The Henry Saiz star is one that continues to rise. Over the last five years, he’s gone from relative obscurity to ‘one to watch’ status and, finally, to an international star. His approach to a unique brand of progressive and melodic techno has won him a wide and adoring fan network across the world; as has spectacular productions like Madre Noche and Our Discovery, his work with the like-minded Guy J on tunes like Meridian and Lamur and his upbeat yet humble and emotional approach to music. With all that and 2011’s breathtaking Balance 019 under his belt, his debut album has been a much-anticipated affair.
Measuring in at over 90 minutes, Saiz has crafted an opus that crosses genre, style and tempo for an album that is, if nothing else, something truly different. His true love of music and its ability to be packed with emotion is well known to his fans. Engage with Saiz on social media and you immediately sense how deeply he feels for his music, and music at large. He talks of his music being a ‘style that is a combination of his love for all things electronic with a deep passion for art’. What he’s produced is testament to that.
The introductory Moonlight Wolf is a light yet emotive offering, a female voice telling us of this ‘wolf’. The back third of the tune prepares us with an upbeat tone that permeates the album completely, before moving into Sleepwalk, a down tempo yet easy listening number, replete with sultry saxophone. Love Mythology and Of Muses and Slaves are melodic uplifting beauties, and both belong in the middle of a very happy, cruisy dancefloor (I’d say more Rainbow Serpant, less Future Music Festival.) Spiricom (See You Soon) with acutely autotuned vocals (rather liberally repeated throughout the album) brings more of the uplifting stuff, while ballads like The Light and Fill Me Up provide for long dreamy vocals and melodies, and as a clever foil to an otherwise action-packed journey.
Saiz speaks of a love of adding soundscapes to his music, allowing him to “explore the visual and psychedelic aspects of electronic music that is so important” to him.
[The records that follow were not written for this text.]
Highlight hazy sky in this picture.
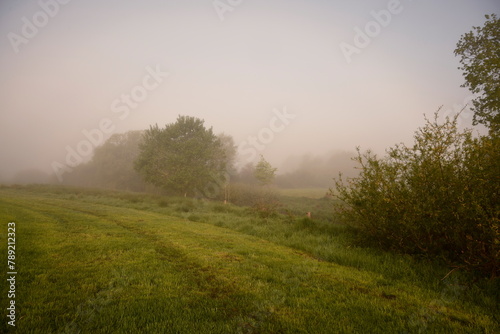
[0,0,500,179]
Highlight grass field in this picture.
[0,187,500,333]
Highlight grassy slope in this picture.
[0,189,498,333]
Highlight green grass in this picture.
[0,187,500,333]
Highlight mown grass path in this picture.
[0,189,498,333]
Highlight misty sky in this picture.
[0,0,500,180]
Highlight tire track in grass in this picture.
[2,192,492,333]
[1,199,290,331]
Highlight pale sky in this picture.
[0,0,500,180]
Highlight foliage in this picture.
[254,155,277,186]
[332,112,500,276]
[455,14,500,132]
[135,116,227,196]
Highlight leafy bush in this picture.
[331,112,500,277]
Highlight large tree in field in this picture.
[135,116,227,196]
[455,14,500,133]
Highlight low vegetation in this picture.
[0,186,500,333]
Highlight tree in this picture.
[135,116,227,196]
[217,133,237,203]
[254,155,277,186]
[455,14,500,132]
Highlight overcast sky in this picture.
[0,0,500,179]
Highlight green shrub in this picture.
[331,112,500,277]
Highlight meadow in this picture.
[0,186,500,333]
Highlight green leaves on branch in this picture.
[331,112,500,276]
[135,116,227,195]
[455,14,500,133]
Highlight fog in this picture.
[0,0,500,182]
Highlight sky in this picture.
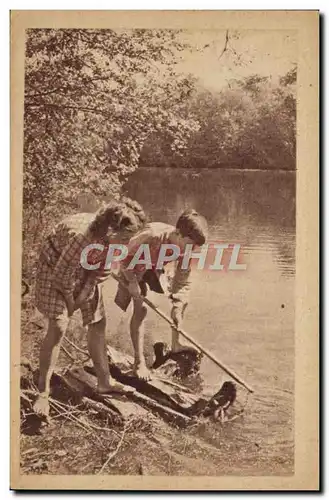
[177,30,297,91]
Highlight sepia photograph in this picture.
[11,11,318,490]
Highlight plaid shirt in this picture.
[121,222,191,304]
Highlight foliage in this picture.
[142,67,297,170]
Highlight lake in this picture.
[104,168,296,475]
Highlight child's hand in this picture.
[128,281,143,300]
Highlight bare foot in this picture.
[171,342,197,352]
[97,381,135,395]
[33,394,49,420]
[133,363,152,381]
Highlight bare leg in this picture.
[130,300,151,380]
[34,315,69,417]
[88,318,111,393]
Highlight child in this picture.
[34,198,146,417]
[115,210,208,380]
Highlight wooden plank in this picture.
[104,346,203,415]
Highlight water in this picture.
[106,168,295,475]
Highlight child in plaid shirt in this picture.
[34,198,146,417]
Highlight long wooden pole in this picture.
[110,272,254,393]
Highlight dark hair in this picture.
[176,209,208,246]
[89,198,146,236]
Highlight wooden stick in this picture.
[110,272,254,392]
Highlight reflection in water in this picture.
[113,168,295,474]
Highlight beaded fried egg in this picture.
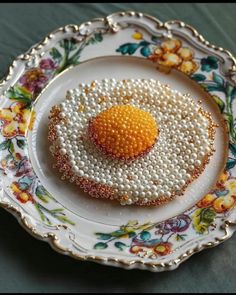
[48,79,216,206]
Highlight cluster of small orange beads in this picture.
[89,105,158,160]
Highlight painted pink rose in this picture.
[39,58,57,70]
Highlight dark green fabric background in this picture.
[0,3,236,293]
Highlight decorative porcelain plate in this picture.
[0,12,236,271]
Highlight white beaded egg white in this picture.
[50,79,214,205]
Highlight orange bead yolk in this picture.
[88,105,158,160]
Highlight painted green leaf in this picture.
[59,39,76,52]
[140,46,151,57]
[116,43,140,55]
[8,140,15,154]
[212,72,225,87]
[93,242,108,250]
[229,142,236,157]
[0,139,11,151]
[201,208,216,224]
[7,86,32,105]
[191,74,206,82]
[111,229,128,238]
[225,158,236,170]
[96,233,112,240]
[35,185,49,203]
[16,139,26,149]
[114,242,127,251]
[231,87,236,100]
[140,231,151,241]
[94,33,103,42]
[175,234,187,242]
[201,56,218,72]
[212,95,225,113]
[49,47,62,63]
[202,84,224,92]
[129,231,136,238]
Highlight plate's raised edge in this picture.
[0,202,236,272]
[0,11,236,271]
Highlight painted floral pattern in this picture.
[0,26,236,259]
[0,33,103,225]
[91,31,236,259]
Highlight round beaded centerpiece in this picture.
[48,79,216,206]
[88,105,158,160]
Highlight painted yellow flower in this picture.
[161,39,181,52]
[197,171,236,213]
[10,182,33,203]
[0,103,35,138]
[197,194,216,208]
[148,39,199,75]
[159,52,182,67]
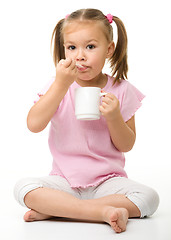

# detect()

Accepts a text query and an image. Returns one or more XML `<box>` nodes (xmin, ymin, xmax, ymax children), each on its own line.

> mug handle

<box><xmin>100</xmin><ymin>92</ymin><xmax>107</xmax><ymax>97</ymax></box>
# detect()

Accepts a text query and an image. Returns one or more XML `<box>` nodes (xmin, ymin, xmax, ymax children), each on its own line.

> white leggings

<box><xmin>14</xmin><ymin>176</ymin><xmax>159</xmax><ymax>218</ymax></box>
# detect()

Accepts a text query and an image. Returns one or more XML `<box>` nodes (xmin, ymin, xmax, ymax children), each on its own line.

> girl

<box><xmin>14</xmin><ymin>9</ymin><xmax>159</xmax><ymax>233</ymax></box>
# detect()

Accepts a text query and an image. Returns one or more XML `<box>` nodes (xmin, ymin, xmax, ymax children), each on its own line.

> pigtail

<box><xmin>51</xmin><ymin>19</ymin><xmax>65</xmax><ymax>66</ymax></box>
<box><xmin>109</xmin><ymin>16</ymin><xmax>128</xmax><ymax>84</ymax></box>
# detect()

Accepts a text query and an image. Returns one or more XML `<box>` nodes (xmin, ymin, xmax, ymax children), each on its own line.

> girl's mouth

<box><xmin>76</xmin><ymin>63</ymin><xmax>88</xmax><ymax>72</ymax></box>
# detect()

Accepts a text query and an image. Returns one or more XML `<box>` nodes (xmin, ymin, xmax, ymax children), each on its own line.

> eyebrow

<box><xmin>64</xmin><ymin>39</ymin><xmax>98</xmax><ymax>44</ymax></box>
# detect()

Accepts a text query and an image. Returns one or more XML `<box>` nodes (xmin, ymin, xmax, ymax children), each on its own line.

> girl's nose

<box><xmin>76</xmin><ymin>49</ymin><xmax>86</xmax><ymax>61</ymax></box>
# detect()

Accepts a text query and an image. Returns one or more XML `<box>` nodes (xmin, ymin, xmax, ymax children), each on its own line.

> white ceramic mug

<box><xmin>75</xmin><ymin>87</ymin><xmax>106</xmax><ymax>120</ymax></box>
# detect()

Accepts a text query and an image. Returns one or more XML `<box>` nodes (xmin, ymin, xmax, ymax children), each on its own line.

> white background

<box><xmin>0</xmin><ymin>0</ymin><xmax>171</xmax><ymax>239</ymax></box>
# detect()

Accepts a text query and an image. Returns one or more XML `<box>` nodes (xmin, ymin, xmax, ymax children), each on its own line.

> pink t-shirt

<box><xmin>36</xmin><ymin>76</ymin><xmax>144</xmax><ymax>188</ymax></box>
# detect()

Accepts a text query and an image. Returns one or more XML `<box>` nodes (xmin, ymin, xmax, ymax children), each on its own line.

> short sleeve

<box><xmin>34</xmin><ymin>77</ymin><xmax>55</xmax><ymax>103</ymax></box>
<box><xmin>121</xmin><ymin>81</ymin><xmax>145</xmax><ymax>122</ymax></box>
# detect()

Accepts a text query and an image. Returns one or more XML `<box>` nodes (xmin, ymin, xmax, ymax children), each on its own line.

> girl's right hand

<box><xmin>55</xmin><ymin>58</ymin><xmax>77</xmax><ymax>88</ymax></box>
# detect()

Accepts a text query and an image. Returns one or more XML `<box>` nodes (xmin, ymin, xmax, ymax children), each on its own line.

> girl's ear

<box><xmin>106</xmin><ymin>41</ymin><xmax>115</xmax><ymax>58</ymax></box>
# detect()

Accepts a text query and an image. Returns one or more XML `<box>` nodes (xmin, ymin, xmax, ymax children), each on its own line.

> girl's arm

In and of itself, it adds another level of intensity to his music. Nowhere is the journey more intense than in Death Drive, sounding exactly as the title suggests. Crafted together to seemingly sound more like a soundtrack than a tune by itself, fast paced and at times frenetic, you can almost hear the suspense. Pausing some 2/3 into it, we gather pace, rest, and complete with doors being slammed, the jingling of keys, a male’s deep (and frightened) breathing, it is all perfectly placed to sound like part of the musical structure, rather than distracting from it. It’s clever, and entirely consistent with the notion of combining music and art on yet another level.
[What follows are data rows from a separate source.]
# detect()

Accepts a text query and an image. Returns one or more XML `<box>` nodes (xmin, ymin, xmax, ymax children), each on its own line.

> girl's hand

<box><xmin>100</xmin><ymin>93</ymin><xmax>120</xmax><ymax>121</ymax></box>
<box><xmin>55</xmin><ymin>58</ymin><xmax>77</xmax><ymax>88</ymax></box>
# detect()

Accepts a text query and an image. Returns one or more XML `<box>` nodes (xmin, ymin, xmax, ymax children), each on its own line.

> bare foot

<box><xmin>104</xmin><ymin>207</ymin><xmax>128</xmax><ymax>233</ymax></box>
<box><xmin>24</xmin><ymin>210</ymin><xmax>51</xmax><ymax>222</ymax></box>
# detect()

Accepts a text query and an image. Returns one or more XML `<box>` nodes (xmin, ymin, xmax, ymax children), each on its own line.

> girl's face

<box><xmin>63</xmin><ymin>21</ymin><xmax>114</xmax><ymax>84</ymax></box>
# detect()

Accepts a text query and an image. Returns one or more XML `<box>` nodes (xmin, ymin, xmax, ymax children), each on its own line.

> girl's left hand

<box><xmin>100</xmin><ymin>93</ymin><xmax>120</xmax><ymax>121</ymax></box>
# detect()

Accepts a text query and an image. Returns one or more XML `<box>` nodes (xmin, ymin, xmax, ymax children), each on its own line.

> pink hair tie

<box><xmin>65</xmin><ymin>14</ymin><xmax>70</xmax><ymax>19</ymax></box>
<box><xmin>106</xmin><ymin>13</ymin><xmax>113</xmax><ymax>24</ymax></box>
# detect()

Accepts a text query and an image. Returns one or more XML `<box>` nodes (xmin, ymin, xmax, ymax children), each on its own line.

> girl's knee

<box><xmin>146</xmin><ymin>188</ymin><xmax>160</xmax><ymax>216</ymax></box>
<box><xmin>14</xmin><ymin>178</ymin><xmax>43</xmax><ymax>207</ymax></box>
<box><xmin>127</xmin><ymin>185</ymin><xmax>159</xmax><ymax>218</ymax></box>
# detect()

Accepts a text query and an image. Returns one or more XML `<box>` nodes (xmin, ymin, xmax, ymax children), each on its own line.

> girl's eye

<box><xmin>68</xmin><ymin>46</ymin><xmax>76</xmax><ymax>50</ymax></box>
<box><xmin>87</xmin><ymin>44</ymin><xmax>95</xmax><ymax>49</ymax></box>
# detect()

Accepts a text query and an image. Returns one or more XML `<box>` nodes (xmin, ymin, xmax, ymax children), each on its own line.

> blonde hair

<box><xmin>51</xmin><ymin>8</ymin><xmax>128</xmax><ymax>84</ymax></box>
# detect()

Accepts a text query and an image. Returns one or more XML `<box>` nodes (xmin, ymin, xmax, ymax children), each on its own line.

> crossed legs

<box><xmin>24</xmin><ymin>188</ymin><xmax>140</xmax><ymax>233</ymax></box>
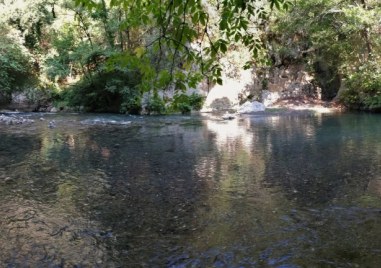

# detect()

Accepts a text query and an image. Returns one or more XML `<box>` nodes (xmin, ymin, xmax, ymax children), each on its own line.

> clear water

<box><xmin>0</xmin><ymin>113</ymin><xmax>381</xmax><ymax>267</ymax></box>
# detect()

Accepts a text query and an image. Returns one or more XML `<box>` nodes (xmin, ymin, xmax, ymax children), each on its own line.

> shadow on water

<box><xmin>0</xmin><ymin>113</ymin><xmax>381</xmax><ymax>267</ymax></box>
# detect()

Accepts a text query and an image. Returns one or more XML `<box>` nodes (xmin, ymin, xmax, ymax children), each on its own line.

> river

<box><xmin>0</xmin><ymin>112</ymin><xmax>381</xmax><ymax>268</ymax></box>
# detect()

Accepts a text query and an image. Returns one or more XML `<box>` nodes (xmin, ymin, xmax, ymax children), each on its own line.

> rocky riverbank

<box><xmin>0</xmin><ymin>114</ymin><xmax>34</xmax><ymax>125</ymax></box>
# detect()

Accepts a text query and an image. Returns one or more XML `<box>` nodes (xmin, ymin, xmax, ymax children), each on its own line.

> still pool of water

<box><xmin>0</xmin><ymin>113</ymin><xmax>381</xmax><ymax>267</ymax></box>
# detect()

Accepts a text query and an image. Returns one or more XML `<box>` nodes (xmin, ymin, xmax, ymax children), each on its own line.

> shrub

<box><xmin>340</xmin><ymin>62</ymin><xmax>381</xmax><ymax>111</ymax></box>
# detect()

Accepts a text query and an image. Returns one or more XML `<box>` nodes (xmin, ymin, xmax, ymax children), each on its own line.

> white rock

<box><xmin>237</xmin><ymin>101</ymin><xmax>266</xmax><ymax>114</ymax></box>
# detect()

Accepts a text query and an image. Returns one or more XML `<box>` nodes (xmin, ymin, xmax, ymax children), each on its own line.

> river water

<box><xmin>0</xmin><ymin>112</ymin><xmax>381</xmax><ymax>268</ymax></box>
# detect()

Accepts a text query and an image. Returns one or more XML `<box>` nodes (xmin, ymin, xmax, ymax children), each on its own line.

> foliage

<box><xmin>0</xmin><ymin>26</ymin><xmax>33</xmax><ymax>102</ymax></box>
<box><xmin>63</xmin><ymin>70</ymin><xmax>140</xmax><ymax>113</ymax></box>
<box><xmin>340</xmin><ymin>62</ymin><xmax>381</xmax><ymax>111</ymax></box>
<box><xmin>145</xmin><ymin>92</ymin><xmax>166</xmax><ymax>114</ymax></box>
<box><xmin>172</xmin><ymin>93</ymin><xmax>205</xmax><ymax>114</ymax></box>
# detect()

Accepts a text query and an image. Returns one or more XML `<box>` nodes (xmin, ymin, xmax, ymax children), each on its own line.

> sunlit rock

<box><xmin>237</xmin><ymin>101</ymin><xmax>266</xmax><ymax>114</ymax></box>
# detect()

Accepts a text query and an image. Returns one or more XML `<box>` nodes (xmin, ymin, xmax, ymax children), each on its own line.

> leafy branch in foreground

Rave Flute stands out for a simple yet effective syncopating ‘rave’ beat, which when coupled with the earthy woodwind sounds of a flute, create an amalgam that is a real treasure, and one of many high-points of the album. Natura Sonoris (also the name of Saiz’s own record label) drops in with its perhaps surprising touch of calypso, while Hymn to Nowhere, starts calmly, before a string-heavy but oh-so-delightful-crescendo takes us into a thundering bass line. The strings return, making for a cleverly crafted tune that is a real delight. The end of this tune could easily have been the (fitting) end to the album, the female voice providing a nice synergy to how it all started some 90 minutes earlier. But instead, finishing honours are left with All the Evil of This World, the heavily pop-infused and uplifting debut single from the album. As the album reaches its end, and the lights beam on the dance floor for the last time, it would be all smiles from his adoring fans.
Over no less than 17 tracks, Saiz has provided his fans with some breathtaking musical moments, and plenty that they will truly delight in. It is little coincidence that the album has been on repeat since I got my hands on it, and while I’ve pondered whether some of the tunes could’ve been left on the production floor (sometimes less can indeed be more), what Saiz has created is something quite special. He has thrown away what might be considered the normal album formula, producing something that creatively combines art, emotion and music, and with it a message of his own.